Detailed Input Requirements

  1. LD Data (data/block_ld/):

    • Files: block0.ld, block1.ld, etc.
    • Metadata: block_brkpts.txt (required, indices of right boundaries of the split LD blocks, with one index on each line), blocks_meta.csv (optional)
    • If not splitting LD: use a single LD "block", and a breakpoint file with a single value denoting the number of variants (should be the same as the length of LD).
  2. GWAS Data (data/gwa/):

    • Files: gwas_[TRAIT].csv with columns BETA (GWA effect) and SE (standard error); other columns are optional
  3. Gene Annotation (data/genelist.csv):

    • CSV file with required columns: CHR, GENE, START, END, SNP_FIRST (index of the first variant considered in this gene), and SNP_LAST (index of the last variant)

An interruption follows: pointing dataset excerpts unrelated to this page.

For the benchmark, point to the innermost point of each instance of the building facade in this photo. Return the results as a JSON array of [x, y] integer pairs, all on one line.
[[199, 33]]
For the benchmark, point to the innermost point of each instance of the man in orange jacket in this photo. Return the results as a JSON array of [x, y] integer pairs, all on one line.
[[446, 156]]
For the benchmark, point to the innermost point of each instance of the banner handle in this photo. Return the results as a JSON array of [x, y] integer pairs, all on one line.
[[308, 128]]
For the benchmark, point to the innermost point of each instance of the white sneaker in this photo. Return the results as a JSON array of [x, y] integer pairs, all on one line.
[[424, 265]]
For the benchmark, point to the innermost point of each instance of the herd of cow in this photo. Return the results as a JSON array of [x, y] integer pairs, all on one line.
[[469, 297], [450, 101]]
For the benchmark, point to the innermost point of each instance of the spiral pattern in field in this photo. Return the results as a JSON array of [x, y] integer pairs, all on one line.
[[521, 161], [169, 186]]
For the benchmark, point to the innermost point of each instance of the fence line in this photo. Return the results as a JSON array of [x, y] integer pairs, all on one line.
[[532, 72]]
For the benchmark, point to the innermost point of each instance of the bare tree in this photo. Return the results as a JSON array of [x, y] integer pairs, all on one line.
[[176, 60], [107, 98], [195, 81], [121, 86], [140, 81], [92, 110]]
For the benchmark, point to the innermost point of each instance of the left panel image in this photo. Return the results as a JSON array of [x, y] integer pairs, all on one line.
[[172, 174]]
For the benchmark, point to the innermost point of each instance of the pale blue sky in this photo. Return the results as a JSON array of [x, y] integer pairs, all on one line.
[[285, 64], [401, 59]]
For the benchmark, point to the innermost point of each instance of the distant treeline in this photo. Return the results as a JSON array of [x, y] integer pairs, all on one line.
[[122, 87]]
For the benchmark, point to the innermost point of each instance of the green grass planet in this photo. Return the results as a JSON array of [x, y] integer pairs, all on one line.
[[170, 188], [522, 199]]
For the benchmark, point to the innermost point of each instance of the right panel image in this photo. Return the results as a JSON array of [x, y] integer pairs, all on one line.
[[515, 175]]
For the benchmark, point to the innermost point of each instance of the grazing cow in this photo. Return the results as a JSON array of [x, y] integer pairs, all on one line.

Detailed Output Information

  1. Shrinkage results: regularized_effects_X.txt, regularized_effects_Y.txt

    • Each line corresponds to the regularized effect of one variant, for a total of M variants.
  2. Visualization of shrinkage results: shrinkage_X.png, shrinkage_Y.png

    • The plots show the effects before and after shrinkage for the M variants along the genome.
  3. Clustering results: univar_X_cls.txt, univar_X_pi.txt, univar_X_Sigma.txt, univar_X_zc.txt; univar_Y_cls.txt, univar_Y_pi.txt, univar_Y_Sigma.txt, univar_Y_zc.txt; multivar_X-Y_cls.txt, multivar_X-Y_pi.txt, multivar_X-Y_Sigma.txt, multivar_X-Y_zc.txt

    • The *_cls.txt file contains the cluster label for each variant, where a label of -1 denotes the nearly-zero effect that is not considered in the clustering, and the cluster labels start from index 0.
    • The *_pi.txt file contains the mixing coefficient $\pi$ of the clusters.
    • The *_Sigma.txt file contains the covariance matrices of clusters. Each line records the covariance of one cluster, and if it's multivariate, the matrix is flattened in row-major order with entries separated by comma.
    • The *_zc.txt file contains a single value used as the zero-cutoff for the regularized effect values for determining which variants to be included in the clustering: Only variants with effects greater than this value are considered. This value is dynamically determined by the total number of variants so that a reasonable proportion of them are ''non-zero''.
  4. Visualization of clustering results: clustering_multivar_X-Y.png; clustering_univar_X.png, clustering_univar_Y.png

    • Variants are colored by clusters, and Gaussians inferred for each cluster are shown along the side in the same colors (for up to 2D Gaussian).
  5. Enrichment results: enrichment_X.csv, enrichment_Y.csv

    • Each result file has the same rows as in input gene_file, with 3 additional columns, 'P', 'STAT', and 'VAR', corresponding to the p-value, test statistics, and variance of test statistics of the gene-level enrichment test. If the dependency package chiscore can not be installed successfully, that is, gene-level test is not available, then p-values will be generated by an alternative testing method adapted from the original code of liu_sf() from the Python package chiscore, and the program will show a warning message "Using alternative method for linear-combination-of-chi-square test for gene-level test."

    multivar_gene_X-Y.csv

    • The multivariate gene-level result file contains the same rows as in input gene_file, with a couple additional columns:
      • 'size' is the same as 'N_SNPS', denoting the number of variants considered for the gene.
      • 'cls1_frac', ..., 'clsK_frac' (K columns): the fraction of variants in each gene that belong to each cluster, from cluster 1 to cluster K.
      • 'b1b1', 'b1b2', 'b2b2', etc. (K(K+1)/2 columns): sum of the product of regularized effects for each pair of traits (including a trait to itself) for all variants in the gene, divided by the gene size.
  6. Visualization of enrichment results: enrichment_X.png, enrichment_Y.png

    • The manhattan plot shows negative log of adjusted p-values for each gene along the genome.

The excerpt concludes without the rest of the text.